Refus de paternité : A.F une fillette de 13 ans sera soumise aux tests ADN …

Le Tribunal de Grande Instance de Thies a mis en délibéré au 7 octobre prochain, le verdict du jugement de S. Ciss 28 ans, poursuivi pour un viol suivi d’une grossesse de 5 mois sur A.F, 13 ans. A la barre, la petite ingénue, distraite dans ses gestes enfantins ne semblait guère réaliser tout le stress de son père , affichait une certaine nervosité à la barre. Le père avait réclamé pour laver l’affront, la somme de 5 millions de FCFA au prévenu. Le ministère public avait requis 6 mois de prison dont 1 ferme pour les délits de viol et de pédophilie.

En répondant aux questions du Tribunal, A.F racontait tout dans les moindres détails. D’ailleurs, à une question de son avocat, elle avait déclarait qu’elle aimait S Ciss, mais n’était pas aussi sûr que le jeune homme ressentait pour elle, les mêmes sentiments. Tout bascula ce 3 mars 2016 vers les coups de minuit comme relaté l’enquête préliminaire et à la barre.

Dans le modus opérandi de leurs rencontres nocturnes, la petite Oumy F servait de relais, elle était souvent commissionnée par S. Ciss pour lui demander de le rejoindre dans une chambre sombre contiguë à celle de la maitresse de maison hémiplégique. La petite qui s’était très tôt amourachée du prévenu qui fréquentait la maison avait obéi aux injonctions de ce dernier, de se dévêtir et de s’offrir à lui. C’est à la suite de cette première conjonction sexuelle qu’elle perdait précocement sa virginité. Malgré son jeune âge, elle cacha ce qui lui est arrivée jusqu’aux premières symptômes de la grossesse après plusieurs relations sexuelles.

Quand la jeune fille lui faisait part de la situation, le jeune homme s’emportait, reniait cette éventuelle paternité avant de la traiter de tous les noms d’oiseaux. Pourtant, pour la première fois, au moment de passer à l’acte, Ciss lui miroitait le mariage en cas de grossesse.
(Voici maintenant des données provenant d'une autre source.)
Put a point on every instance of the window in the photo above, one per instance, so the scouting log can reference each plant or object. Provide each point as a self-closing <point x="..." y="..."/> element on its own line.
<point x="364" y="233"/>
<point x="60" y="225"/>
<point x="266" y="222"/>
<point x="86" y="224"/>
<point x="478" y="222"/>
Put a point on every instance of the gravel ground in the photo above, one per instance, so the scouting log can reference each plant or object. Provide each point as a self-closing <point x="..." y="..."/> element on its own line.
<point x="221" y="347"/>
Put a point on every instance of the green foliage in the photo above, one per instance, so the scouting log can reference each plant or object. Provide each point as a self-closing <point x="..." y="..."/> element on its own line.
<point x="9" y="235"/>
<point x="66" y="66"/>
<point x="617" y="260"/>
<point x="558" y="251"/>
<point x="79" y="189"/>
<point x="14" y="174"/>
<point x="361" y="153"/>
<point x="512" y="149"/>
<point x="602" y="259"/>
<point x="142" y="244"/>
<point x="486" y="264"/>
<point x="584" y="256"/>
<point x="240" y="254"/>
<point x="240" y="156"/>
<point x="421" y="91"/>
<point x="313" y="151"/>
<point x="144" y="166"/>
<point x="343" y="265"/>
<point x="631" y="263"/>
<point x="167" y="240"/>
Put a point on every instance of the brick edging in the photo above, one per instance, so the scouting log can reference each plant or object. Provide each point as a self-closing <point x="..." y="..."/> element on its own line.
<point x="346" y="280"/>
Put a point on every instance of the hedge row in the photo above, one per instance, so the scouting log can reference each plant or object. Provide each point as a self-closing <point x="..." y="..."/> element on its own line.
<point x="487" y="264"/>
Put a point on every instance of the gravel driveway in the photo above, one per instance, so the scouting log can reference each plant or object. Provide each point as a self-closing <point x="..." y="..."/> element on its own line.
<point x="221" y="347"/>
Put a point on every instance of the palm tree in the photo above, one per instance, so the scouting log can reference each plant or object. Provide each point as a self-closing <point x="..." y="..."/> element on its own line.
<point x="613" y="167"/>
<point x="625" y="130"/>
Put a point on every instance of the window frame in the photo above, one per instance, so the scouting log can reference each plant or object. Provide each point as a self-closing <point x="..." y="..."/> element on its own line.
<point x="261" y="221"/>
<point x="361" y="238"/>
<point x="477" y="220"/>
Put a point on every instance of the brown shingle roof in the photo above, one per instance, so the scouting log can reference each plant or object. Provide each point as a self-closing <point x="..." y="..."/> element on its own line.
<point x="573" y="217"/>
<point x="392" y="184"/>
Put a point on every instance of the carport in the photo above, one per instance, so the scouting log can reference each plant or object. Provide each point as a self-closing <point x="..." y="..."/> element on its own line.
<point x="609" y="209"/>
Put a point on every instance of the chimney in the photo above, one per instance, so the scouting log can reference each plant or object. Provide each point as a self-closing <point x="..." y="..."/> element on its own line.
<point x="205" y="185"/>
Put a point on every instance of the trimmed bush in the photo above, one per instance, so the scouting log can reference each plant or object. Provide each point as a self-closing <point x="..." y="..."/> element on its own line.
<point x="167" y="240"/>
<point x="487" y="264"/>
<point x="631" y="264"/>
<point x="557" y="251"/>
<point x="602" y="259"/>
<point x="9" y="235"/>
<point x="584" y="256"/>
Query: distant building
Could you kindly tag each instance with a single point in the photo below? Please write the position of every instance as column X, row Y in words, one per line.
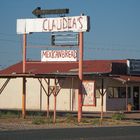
column 118, row 81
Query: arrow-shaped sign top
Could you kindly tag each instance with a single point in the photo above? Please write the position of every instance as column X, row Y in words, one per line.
column 38, row 12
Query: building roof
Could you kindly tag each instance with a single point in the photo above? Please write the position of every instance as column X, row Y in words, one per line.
column 37, row 67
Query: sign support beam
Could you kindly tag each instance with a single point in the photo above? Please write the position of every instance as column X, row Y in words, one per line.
column 24, row 78
column 80, row 76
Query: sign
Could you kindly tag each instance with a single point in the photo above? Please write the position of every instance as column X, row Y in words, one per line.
column 59, row 55
column 133, row 66
column 61, row 24
column 38, row 11
column 88, row 90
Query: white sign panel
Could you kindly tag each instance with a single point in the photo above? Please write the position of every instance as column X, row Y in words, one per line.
column 59, row 55
column 88, row 93
column 75, row 24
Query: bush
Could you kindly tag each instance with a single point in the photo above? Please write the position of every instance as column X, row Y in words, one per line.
column 38, row 121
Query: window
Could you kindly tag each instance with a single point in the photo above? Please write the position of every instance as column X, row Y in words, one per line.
column 97, row 93
column 119, row 92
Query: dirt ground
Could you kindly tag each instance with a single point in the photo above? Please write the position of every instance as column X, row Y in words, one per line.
column 36, row 122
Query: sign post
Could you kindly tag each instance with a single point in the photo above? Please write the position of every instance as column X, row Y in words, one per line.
column 24, row 79
column 75, row 24
column 80, row 76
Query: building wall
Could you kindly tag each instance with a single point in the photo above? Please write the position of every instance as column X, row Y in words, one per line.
column 67, row 99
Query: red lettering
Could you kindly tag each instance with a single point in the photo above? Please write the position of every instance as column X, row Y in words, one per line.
column 80, row 21
column 69, row 23
column 59, row 24
column 65, row 23
column 74, row 25
column 44, row 25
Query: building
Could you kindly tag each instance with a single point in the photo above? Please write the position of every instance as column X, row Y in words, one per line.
column 116, row 83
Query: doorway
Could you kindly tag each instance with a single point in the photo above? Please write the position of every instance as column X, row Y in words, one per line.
column 136, row 97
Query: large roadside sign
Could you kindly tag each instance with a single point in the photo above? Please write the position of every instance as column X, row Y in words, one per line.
column 58, row 55
column 88, row 92
column 61, row 24
column 133, row 66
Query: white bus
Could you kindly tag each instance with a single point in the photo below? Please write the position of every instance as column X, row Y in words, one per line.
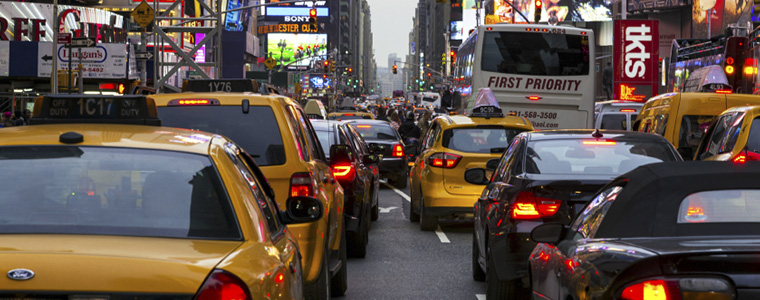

Devant le refus de reconnaissance du mis en cause, la famille d’A.F finira par porter plainte.

La petite se couchait tard, recevait des visites…
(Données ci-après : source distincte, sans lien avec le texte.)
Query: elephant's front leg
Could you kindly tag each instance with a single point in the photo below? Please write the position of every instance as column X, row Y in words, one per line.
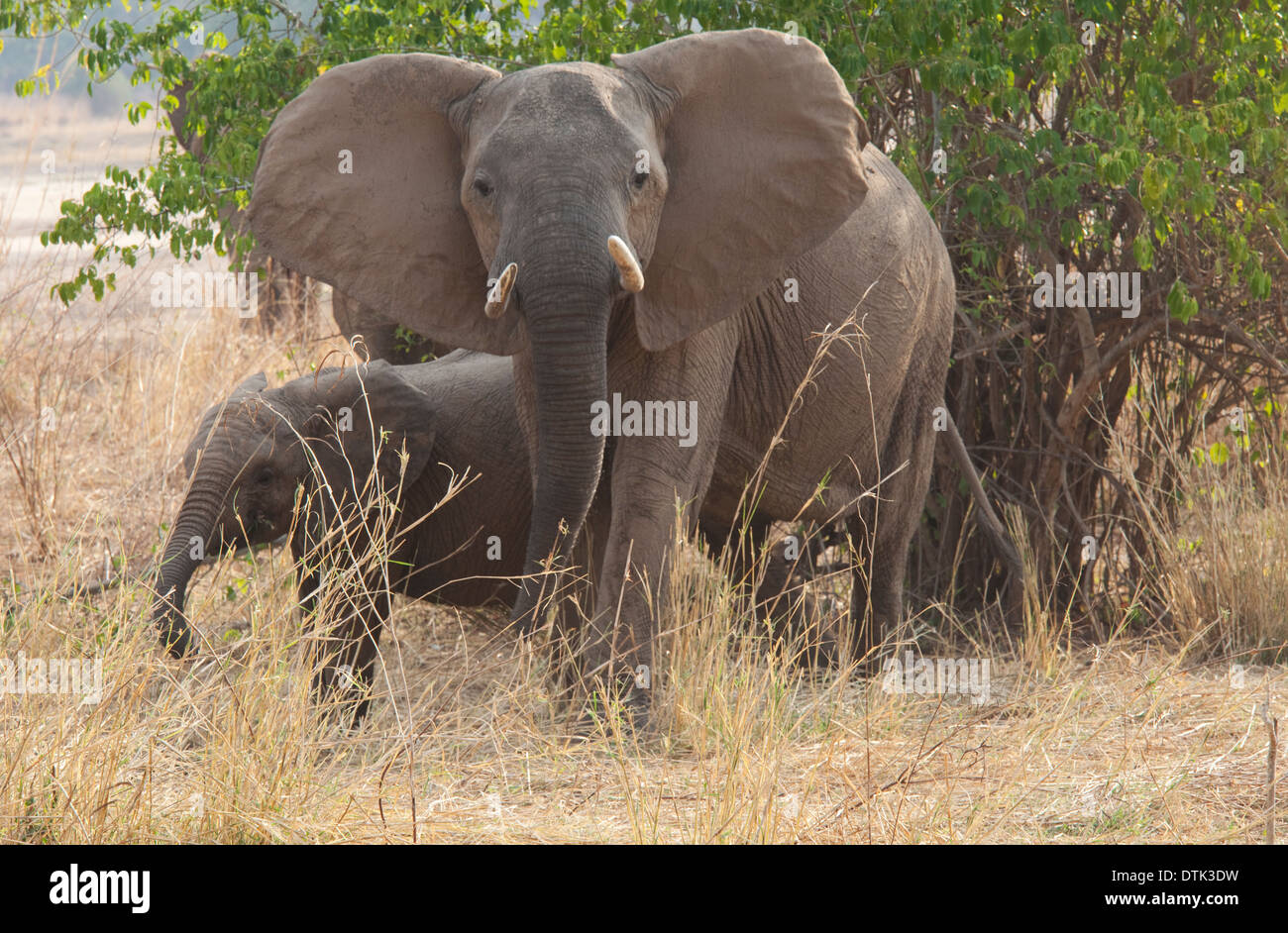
column 661, row 460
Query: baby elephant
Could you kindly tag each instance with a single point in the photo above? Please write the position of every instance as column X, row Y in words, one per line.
column 313, row 456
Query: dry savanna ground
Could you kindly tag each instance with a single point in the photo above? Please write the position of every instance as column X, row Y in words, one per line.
column 1153, row 734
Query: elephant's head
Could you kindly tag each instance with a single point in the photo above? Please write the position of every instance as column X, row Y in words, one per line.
column 254, row 452
column 522, row 211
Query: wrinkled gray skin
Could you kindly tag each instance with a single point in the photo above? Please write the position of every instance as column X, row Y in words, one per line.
column 282, row 286
column 249, row 459
column 246, row 464
column 758, row 176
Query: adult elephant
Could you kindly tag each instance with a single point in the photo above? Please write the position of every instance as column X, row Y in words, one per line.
column 694, row 224
column 283, row 292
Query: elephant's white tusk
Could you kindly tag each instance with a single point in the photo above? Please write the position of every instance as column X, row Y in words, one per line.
column 632, row 278
column 498, row 297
En tout état de cause, des témoins désigneront S. Ciss comme l’auteur de cette grossesse non désirée comme le jeune Pape F qui, à la barre avait confondu le prévenu en déclarant que chaque fois qu’il venait à Thiès, il passait la nuit dans la chambre contiguë à celle de la tante de A.F, lieu de leur rendez-vous galant. Le vieux Cheikh Mbacké apportera un témoignage sur la fréquence des venues de S. Ciss dans la maison avant de déclarer à la surprise générale que la petite A.F se couchait très tard et recevait souvent de jeunes gens. Ce qui laisse supposer le caractère volage de la fillette.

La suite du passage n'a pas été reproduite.